Dernière mise à jour le 21 août 2022.
Edward Alexander CAMPBELL ("Red") / J-25414
250, Queensway Avenue, Humber Bay, Toronto, Canada
Né le 26 août 1923, King City, Ontario, Canada / † 4 mai 2016 à Paris, Ontario, Canada.
Fl/Lt RCAF, RAF Bomber Command 514 Squadron, pilote
Atterri près de Morenneville, au sud-ouest de Saint-Cloud-en-Dunois, Eure-et-Loir, France.
Armstrong Whitworth Lancaster MkII N° série : LL692 Immatriculation : A2-C, abattu par un chasseur (du 2./NJG 2 ? Lt Johannes Strassner ?) dans la nuit du 28 au 29 juillet 1944, lors d'une mission sur Stuttgart.
Ecrasé à la limite de Lutz-en-Dunois et Ozoir-le-Breuil sur une parcelle de la ferme de Villiers, près de Saint-Cloud-en-Dunois (Eure-et-Loir) à environ 10 km au sud-est de Châteaudun, Eure-et-Loir, France.
Durée : 2 semaines.
Camp Marathon : Fréteval.
Rapport d'évasion SPG 3348/103.
L'appareil décolle à 21h47 de Waterbeach. Touché à plusieurs reprises par des tirs de chasseurs allemands, deux de ses moteurs en feu, l'avion ne pourra regagner l'Angleterre.

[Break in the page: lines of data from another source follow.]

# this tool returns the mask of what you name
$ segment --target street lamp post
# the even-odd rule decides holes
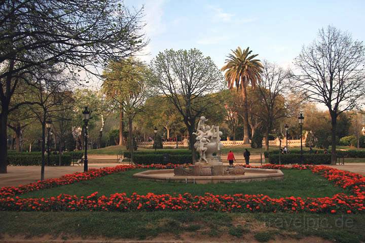
[[[87,129],[88,129],[88,123],[89,122],[89,115],[90,115],[90,112],[88,110],[88,107],[85,106],[85,109],[83,111],[84,114],[84,122],[85,123],[85,132],[84,133],[84,140],[85,140],[85,154],[84,158],[85,161],[84,162],[84,172],[86,172],[88,171],[88,160],[87,160]]]
[[[301,127],[301,164],[303,164],[303,125],[304,123],[304,116],[303,112],[301,112],[298,117],[298,122]]]
[[[156,135],[157,134],[157,128],[155,127],[155,128],[154,129],[154,132],[155,132],[155,140],[154,140],[154,145],[155,146],[155,152],[156,151],[157,147],[156,146]]]
[[[48,136],[47,136],[47,165],[49,166],[49,153],[50,153],[50,132],[51,131],[51,125],[52,125],[52,121],[51,119],[46,121],[46,128],[47,129],[47,132]]]
[[[287,150],[287,131],[289,130],[289,126],[287,126],[287,124],[285,124],[284,128],[285,129],[285,140],[286,140],[286,150]]]

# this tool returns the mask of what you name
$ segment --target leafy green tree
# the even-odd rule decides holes
[[[225,77],[229,89],[232,89],[235,87],[237,89],[241,89],[245,109],[243,113],[243,141],[248,144],[249,137],[246,88],[249,84],[253,88],[256,86],[260,79],[263,66],[260,60],[254,59],[258,55],[251,55],[252,51],[249,51],[249,48],[242,51],[238,47],[235,50],[232,51],[233,54],[228,56],[226,64],[221,70],[226,71]]]
[[[217,104],[214,92],[223,88],[222,74],[210,57],[196,49],[160,52],[151,61],[151,68],[154,92],[166,97],[182,116],[195,162],[193,133],[199,117]]]
[[[331,161],[336,163],[338,118],[356,107],[365,94],[365,47],[333,26],[318,31],[295,59],[291,78],[312,101],[321,103],[331,117]]]
[[[146,83],[149,72],[145,65],[133,58],[128,62],[111,62],[103,72],[104,92],[123,109],[128,119],[129,143],[133,140],[133,120],[143,110],[149,96]],[[131,144],[129,148],[133,148]],[[131,154],[133,151],[131,149]]]

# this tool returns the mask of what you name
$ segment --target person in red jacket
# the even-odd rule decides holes
[[[228,160],[230,163],[230,167],[233,166],[233,160],[236,161],[236,159],[234,157],[234,154],[233,154],[233,152],[232,152],[232,150],[230,150],[230,152],[228,153],[227,160]]]

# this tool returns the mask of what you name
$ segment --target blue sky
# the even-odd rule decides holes
[[[365,40],[365,1],[127,0],[144,5],[149,61],[166,49],[196,48],[218,67],[237,46],[286,67],[329,24]]]

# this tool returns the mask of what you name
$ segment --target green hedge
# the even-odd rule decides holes
[[[68,155],[71,156],[71,158],[73,159],[80,159],[84,156],[84,152],[82,151],[71,151],[70,152],[65,152],[63,155]]]
[[[308,165],[330,164],[331,154],[303,154],[303,164]],[[301,155],[289,153],[281,154],[280,160],[282,165],[288,164],[301,164]],[[270,154],[269,162],[270,164],[279,164],[279,154]]]
[[[47,155],[45,156],[46,165],[47,165]],[[50,155],[50,165],[58,166],[59,156],[52,154]],[[66,154],[61,155],[62,166],[71,165],[71,156]],[[8,164],[11,166],[40,166],[42,165],[42,155],[33,154],[9,154],[8,155]]]
[[[303,154],[323,154],[323,150],[317,150],[319,154],[315,154],[314,151],[312,153],[309,153],[309,150],[303,150]],[[293,149],[289,150],[290,153],[289,154],[300,154],[300,150]],[[327,152],[331,154],[331,150],[328,150]],[[280,150],[273,150],[270,152],[265,151],[265,158],[268,158],[271,154],[279,154]],[[283,154],[283,156],[287,154]],[[357,150],[356,149],[352,149],[350,150],[336,150],[336,156],[339,158],[349,157],[349,158],[365,158],[365,150]]]
[[[191,154],[191,151],[188,149],[171,149],[166,150],[156,150],[155,152],[154,150],[140,150],[135,151],[133,152],[134,154],[174,154],[174,155],[189,155]],[[123,153],[125,158],[130,158],[130,152],[126,151]]]
[[[163,154],[133,154],[133,161],[137,165],[151,165],[152,164],[172,164],[182,165],[191,164],[193,161],[191,154],[169,154],[168,161],[164,161]]]

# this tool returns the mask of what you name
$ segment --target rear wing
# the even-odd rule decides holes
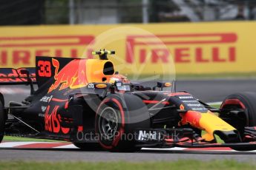
[[[30,78],[32,83],[36,84],[35,68],[0,68],[0,85],[16,85],[29,84],[27,75],[22,73],[22,70],[24,69],[27,69],[28,71],[29,78]]]

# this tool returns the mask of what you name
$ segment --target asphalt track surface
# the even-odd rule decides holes
[[[146,150],[135,153],[112,153],[103,151],[86,152],[75,149],[0,149],[1,160],[36,161],[173,161],[186,160],[225,160],[253,161],[255,152],[217,152],[217,151],[161,151]]]
[[[153,85],[152,82],[148,83]],[[205,102],[221,101],[231,93],[243,91],[256,92],[256,80],[180,81],[178,90],[186,90]],[[29,94],[23,86],[2,86],[6,103],[20,101]],[[13,88],[13,87],[12,87]],[[28,88],[28,87],[27,87]],[[24,94],[19,94],[19,92]],[[19,94],[18,94],[19,92]],[[36,161],[153,161],[195,159],[202,160],[232,159],[238,161],[255,161],[256,152],[225,151],[142,150],[136,153],[111,153],[103,151],[85,152],[75,149],[0,149],[0,160]]]

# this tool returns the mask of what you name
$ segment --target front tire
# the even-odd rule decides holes
[[[135,152],[134,130],[149,129],[147,106],[131,94],[108,96],[99,105],[96,116],[96,132],[103,149],[110,152]]]

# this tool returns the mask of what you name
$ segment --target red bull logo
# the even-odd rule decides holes
[[[86,75],[86,59],[74,59],[59,69],[59,61],[52,58],[52,64],[55,67],[55,82],[48,89],[48,93],[57,89],[76,89],[88,84]]]

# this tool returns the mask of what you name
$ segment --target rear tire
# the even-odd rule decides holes
[[[103,149],[110,152],[135,152],[134,130],[149,129],[147,106],[131,94],[108,96],[99,105],[96,116],[96,132]]]
[[[242,127],[238,129],[240,135],[243,134],[243,128],[245,126],[256,126],[256,93],[251,92],[237,92],[231,95],[229,95],[225,98],[223,103],[221,104],[220,108],[231,109],[231,110],[241,110],[244,111],[245,115],[242,121],[232,121],[228,122],[233,126]],[[220,117],[223,118],[228,118],[227,115],[220,114]],[[233,123],[232,123],[233,122]],[[234,123],[235,122],[235,123]],[[241,136],[243,138],[243,137]],[[232,147],[233,149],[237,151],[251,151],[255,150],[256,146],[236,146]]]
[[[102,148],[97,143],[73,143],[74,146],[83,151],[101,151]]]
[[[4,138],[4,124],[5,124],[5,112],[4,109],[4,106],[0,101],[0,143]]]

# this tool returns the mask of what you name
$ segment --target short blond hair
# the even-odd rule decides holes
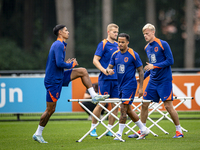
[[[116,25],[116,24],[114,24],[114,23],[111,23],[111,24],[109,24],[109,25],[107,26],[107,31],[110,31],[112,27],[119,29],[119,26],[118,26],[118,25]]]
[[[142,32],[144,32],[144,30],[146,29],[150,29],[151,31],[155,31],[156,32],[156,28],[154,27],[154,25],[147,23],[143,28],[142,28]]]

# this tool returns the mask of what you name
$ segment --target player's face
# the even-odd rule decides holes
[[[118,37],[118,46],[121,52],[124,52],[128,48],[129,41],[125,37]]]
[[[147,42],[151,43],[153,42],[154,38],[155,38],[155,31],[152,31],[150,29],[145,29],[143,31],[143,35],[144,35],[144,38]]]
[[[112,27],[111,30],[108,31],[108,35],[112,40],[117,40],[119,29]]]
[[[62,30],[60,30],[60,34],[64,39],[69,38],[69,31],[67,30],[66,27],[64,27]]]

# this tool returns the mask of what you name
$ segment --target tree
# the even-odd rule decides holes
[[[186,22],[186,39],[184,47],[184,67],[194,68],[195,61],[195,41],[194,41],[194,1],[185,1],[186,12],[185,12],[185,22]]]
[[[69,39],[67,40],[67,58],[74,57],[74,9],[73,0],[56,0],[57,23],[64,24],[69,30]]]
[[[33,44],[33,16],[34,16],[34,0],[24,1],[24,49],[27,52],[32,51]]]

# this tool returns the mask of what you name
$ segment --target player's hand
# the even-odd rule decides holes
[[[137,81],[137,84],[140,84],[140,80],[139,80],[139,78],[137,78],[136,81]]]
[[[142,88],[139,88],[138,89],[138,98],[142,97],[143,96],[143,89]]]
[[[106,69],[106,73],[108,75],[113,75],[115,72],[114,72],[114,69]]]
[[[149,70],[151,70],[151,69],[154,69],[154,67],[153,67],[153,64],[150,64],[150,63],[148,63],[148,62],[146,62],[146,66],[144,67],[144,70],[145,71],[149,71]]]
[[[66,61],[66,63],[71,63],[72,61],[74,60],[74,58],[72,58],[72,59],[67,59],[67,61]]]

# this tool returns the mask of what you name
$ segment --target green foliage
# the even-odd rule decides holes
[[[47,52],[37,50],[30,54],[24,52],[15,42],[0,39],[0,70],[31,70],[45,68]]]

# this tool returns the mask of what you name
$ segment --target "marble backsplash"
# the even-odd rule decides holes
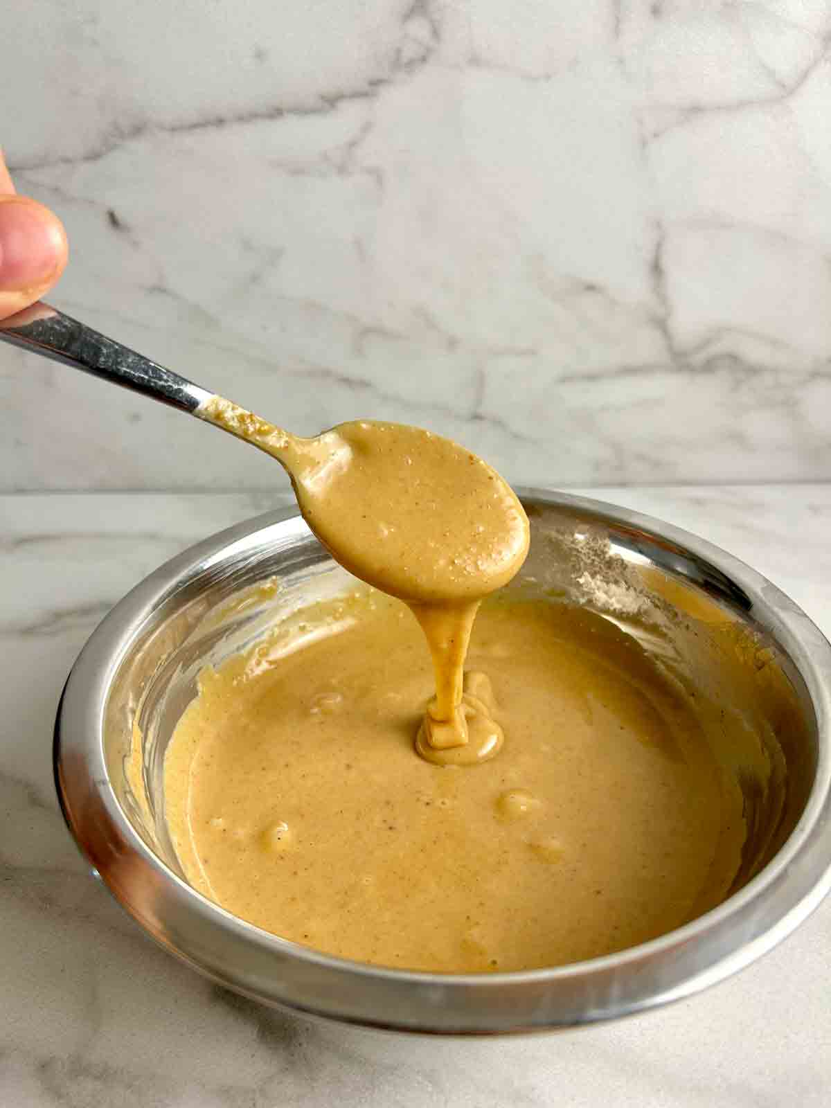
[[[0,142],[69,229],[58,306],[298,432],[822,480],[830,44],[819,0],[6,0]],[[3,491],[281,481],[7,347],[0,403]]]

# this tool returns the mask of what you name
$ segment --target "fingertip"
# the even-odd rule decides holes
[[[27,196],[0,195],[0,291],[37,299],[68,257],[66,232],[53,212]]]

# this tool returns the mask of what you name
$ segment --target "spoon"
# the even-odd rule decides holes
[[[332,557],[410,605],[433,655],[435,719],[455,719],[475,609],[514,576],[529,546],[520,501],[482,459],[401,423],[361,420],[299,438],[43,302],[1,321],[0,339],[178,408],[276,458]]]

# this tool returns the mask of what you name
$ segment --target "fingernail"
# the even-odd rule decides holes
[[[23,196],[0,197],[0,289],[42,285],[64,252],[63,227],[49,208]]]

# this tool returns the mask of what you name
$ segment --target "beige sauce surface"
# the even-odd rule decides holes
[[[739,789],[612,624],[485,602],[468,696],[505,742],[466,769],[413,757],[433,684],[406,607],[367,592],[293,626],[204,671],[167,751],[185,874],[229,911],[362,962],[494,972],[612,953],[727,892]]]
[[[222,397],[198,414],[277,458],[332,557],[412,608],[435,676],[423,757],[492,758],[502,731],[481,699],[464,695],[462,673],[482,597],[507,584],[527,553],[527,517],[510,485],[458,443],[402,423],[361,420],[300,439]]]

Le pilote Edward Campbell (la présente fiche), dont c'est la 25e mission, donne l'ordre de sauter.
Le Fl/Off Robert Roy Giffin, RCAF, sera le seul à perdre la vie. Récemment promu pilote, il avait été désigné spécialement ce jour-là, pour sa première mission, en tant que copilote et "huitième homme", l'équipage habituel d'un Lancaster n'en comportant que sept. Mort de ses blessures le 30 juillet, Robert Giffin repose au Cimetière municipal de Saint-Cloud-en-Dunois.
Seul le navigateur Sgt Earl F. Garland, RCAF, blessé à la jambe, sera fait prisonnier. Comme Campbell, tous les autres parviendront à s'évader : le mécanicien, Sgt W. Donaldson ; le mitrailleur dorsal, Sgt Earl Jones ; le bombardier, Fl/Off Jack Chapman ; le radio, Sgt Arthur Lyons et le mitrailleur arrière Sgt Sam Harvey.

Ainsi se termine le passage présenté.